Where was I during the '89 quake? I was a Freshman, chatting with my roommate in our dorm room at Merrill College when it hit. Having lived in Tokyo for many years, a little quake wasn't going to bother me. Of course, it took almost no time to figure out that perhaps this wasn't a little quake. My roommate, having never experienced an earthquake before, was under her bed in a flash screaming at me to take cover. Smart girl. I got under my desk and waited the violent waves out. When the earthquake subsided, everything was deathly quiet before the alarms, students yelling and running down the hallway, and a general cacophony of noise hit us. We ran outside and gathered around a mailbox where a small group of students were listening to the baseball broadcaster at Candlestick describe the scene unfolding before him.
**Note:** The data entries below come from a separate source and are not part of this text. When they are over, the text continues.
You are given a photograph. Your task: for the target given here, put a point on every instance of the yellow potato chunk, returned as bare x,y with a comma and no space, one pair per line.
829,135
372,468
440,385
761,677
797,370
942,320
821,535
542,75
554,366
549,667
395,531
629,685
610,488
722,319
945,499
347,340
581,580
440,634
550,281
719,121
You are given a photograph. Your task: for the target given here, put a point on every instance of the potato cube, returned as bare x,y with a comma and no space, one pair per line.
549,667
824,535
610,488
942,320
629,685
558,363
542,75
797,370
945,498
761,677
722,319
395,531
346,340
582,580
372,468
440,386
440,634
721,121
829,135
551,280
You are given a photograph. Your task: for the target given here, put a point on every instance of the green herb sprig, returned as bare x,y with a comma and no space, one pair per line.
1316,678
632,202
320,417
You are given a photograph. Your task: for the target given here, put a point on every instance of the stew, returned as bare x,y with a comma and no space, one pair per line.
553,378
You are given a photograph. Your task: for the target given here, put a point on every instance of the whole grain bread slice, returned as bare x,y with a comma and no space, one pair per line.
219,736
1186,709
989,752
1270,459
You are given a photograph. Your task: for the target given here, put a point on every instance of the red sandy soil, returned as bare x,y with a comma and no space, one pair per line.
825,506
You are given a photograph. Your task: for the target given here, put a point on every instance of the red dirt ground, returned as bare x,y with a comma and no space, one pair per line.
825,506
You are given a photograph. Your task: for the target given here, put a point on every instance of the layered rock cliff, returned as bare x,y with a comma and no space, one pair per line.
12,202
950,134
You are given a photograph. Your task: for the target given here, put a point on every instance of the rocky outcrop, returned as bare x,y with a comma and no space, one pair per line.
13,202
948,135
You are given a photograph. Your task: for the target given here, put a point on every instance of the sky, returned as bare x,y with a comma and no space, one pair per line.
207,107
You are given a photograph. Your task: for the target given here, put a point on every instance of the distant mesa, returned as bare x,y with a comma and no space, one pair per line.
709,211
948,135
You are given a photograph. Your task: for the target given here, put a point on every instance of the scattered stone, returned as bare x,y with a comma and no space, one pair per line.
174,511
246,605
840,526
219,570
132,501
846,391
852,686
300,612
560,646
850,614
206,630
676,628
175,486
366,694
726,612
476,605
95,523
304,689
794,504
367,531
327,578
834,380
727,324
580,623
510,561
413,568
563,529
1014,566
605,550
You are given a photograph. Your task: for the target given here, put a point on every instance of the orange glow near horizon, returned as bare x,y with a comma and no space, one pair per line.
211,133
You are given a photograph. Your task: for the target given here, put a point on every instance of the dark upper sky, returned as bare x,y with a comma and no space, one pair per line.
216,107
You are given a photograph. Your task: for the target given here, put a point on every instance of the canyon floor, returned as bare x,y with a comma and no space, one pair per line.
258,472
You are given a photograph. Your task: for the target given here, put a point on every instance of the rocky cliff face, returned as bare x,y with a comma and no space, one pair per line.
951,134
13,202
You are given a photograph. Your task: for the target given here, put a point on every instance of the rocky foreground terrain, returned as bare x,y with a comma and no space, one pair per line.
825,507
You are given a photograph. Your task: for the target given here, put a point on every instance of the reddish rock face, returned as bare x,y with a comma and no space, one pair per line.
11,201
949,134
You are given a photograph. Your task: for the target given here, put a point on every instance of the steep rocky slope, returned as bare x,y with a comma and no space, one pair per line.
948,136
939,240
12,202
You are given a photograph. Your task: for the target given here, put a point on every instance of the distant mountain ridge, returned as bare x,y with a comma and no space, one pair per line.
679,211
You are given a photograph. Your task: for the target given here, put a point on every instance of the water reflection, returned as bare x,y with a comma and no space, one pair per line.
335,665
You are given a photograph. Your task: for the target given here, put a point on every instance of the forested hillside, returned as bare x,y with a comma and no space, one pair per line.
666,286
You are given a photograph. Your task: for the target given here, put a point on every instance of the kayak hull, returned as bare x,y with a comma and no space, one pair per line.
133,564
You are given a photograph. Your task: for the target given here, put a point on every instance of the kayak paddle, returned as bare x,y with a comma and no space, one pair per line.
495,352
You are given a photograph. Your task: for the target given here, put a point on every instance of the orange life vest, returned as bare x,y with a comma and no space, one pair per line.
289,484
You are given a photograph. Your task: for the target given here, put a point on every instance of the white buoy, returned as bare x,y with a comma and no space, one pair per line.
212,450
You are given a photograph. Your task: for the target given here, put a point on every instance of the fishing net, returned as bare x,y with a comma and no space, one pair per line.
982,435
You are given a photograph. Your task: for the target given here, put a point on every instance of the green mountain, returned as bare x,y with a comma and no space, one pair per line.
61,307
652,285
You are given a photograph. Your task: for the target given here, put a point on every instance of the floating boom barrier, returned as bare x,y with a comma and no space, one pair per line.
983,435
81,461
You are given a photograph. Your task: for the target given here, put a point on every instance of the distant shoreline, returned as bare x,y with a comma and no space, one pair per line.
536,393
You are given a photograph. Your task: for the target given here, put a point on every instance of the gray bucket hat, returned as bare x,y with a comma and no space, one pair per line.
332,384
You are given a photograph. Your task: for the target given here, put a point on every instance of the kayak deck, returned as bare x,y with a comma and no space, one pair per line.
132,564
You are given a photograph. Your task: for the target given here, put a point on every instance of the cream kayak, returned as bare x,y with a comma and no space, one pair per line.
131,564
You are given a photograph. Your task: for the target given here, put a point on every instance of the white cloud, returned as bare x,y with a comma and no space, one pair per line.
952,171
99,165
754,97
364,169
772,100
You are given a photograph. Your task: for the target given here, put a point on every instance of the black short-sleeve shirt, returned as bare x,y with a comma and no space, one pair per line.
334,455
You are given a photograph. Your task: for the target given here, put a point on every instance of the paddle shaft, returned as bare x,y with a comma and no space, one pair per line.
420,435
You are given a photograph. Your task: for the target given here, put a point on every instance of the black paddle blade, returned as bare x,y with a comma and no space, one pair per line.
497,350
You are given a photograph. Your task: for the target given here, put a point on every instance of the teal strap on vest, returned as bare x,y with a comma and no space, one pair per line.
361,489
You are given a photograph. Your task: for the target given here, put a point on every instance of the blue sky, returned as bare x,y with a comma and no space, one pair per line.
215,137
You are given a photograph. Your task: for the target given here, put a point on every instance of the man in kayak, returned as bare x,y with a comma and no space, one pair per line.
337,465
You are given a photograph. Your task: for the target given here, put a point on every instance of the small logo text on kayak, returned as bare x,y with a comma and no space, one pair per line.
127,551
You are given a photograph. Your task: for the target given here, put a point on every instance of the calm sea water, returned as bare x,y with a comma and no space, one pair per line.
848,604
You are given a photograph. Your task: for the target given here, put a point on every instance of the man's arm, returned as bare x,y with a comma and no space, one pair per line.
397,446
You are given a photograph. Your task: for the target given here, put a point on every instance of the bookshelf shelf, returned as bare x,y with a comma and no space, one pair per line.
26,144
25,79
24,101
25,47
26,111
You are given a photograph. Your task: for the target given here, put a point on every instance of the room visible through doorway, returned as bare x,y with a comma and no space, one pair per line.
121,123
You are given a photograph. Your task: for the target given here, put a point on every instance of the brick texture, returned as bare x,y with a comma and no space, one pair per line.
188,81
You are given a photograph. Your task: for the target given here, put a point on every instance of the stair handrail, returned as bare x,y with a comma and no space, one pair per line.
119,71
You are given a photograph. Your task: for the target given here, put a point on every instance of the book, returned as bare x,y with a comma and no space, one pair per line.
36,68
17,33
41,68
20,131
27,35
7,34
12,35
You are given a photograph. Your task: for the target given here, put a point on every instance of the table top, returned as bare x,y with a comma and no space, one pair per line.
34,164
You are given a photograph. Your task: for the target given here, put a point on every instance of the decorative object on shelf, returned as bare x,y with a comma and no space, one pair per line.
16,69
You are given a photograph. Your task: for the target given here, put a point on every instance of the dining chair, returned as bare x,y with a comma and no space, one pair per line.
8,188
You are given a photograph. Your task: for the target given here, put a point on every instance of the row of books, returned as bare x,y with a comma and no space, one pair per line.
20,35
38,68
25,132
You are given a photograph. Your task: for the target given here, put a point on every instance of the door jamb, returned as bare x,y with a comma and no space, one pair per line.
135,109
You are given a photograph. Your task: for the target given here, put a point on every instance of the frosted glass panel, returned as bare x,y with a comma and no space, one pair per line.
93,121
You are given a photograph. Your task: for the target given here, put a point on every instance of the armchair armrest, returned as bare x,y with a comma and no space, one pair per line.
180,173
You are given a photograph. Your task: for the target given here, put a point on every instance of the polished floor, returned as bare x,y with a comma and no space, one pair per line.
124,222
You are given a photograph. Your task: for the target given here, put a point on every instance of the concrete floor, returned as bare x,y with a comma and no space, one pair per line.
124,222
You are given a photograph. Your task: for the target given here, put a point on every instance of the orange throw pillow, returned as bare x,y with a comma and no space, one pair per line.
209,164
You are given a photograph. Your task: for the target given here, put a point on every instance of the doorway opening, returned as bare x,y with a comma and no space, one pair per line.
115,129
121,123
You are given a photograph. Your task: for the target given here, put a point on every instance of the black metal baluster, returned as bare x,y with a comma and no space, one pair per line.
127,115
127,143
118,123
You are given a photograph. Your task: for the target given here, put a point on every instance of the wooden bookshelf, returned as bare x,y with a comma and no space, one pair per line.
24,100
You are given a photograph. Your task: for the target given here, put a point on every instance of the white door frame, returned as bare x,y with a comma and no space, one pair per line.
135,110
The rest of that day was pretty surreal as was the rest of that week until most of the student body returned to school.

Gerri
Belton
Parent of a UCSC student

My children and I were driving home north on Interstate 880 from Sunnyvale, Ca. when the earthquake occurred. I had just been told that my baby was a girl. That baby girl is now a second year student at your university. Even through that disaster I knew she would bring my family much pride and happiness. And here almost 20 years later we couldn't be happier with her.

Congratulations Anjelica C. Senior on being such an honest, sweet and dedicated young lady! We love you.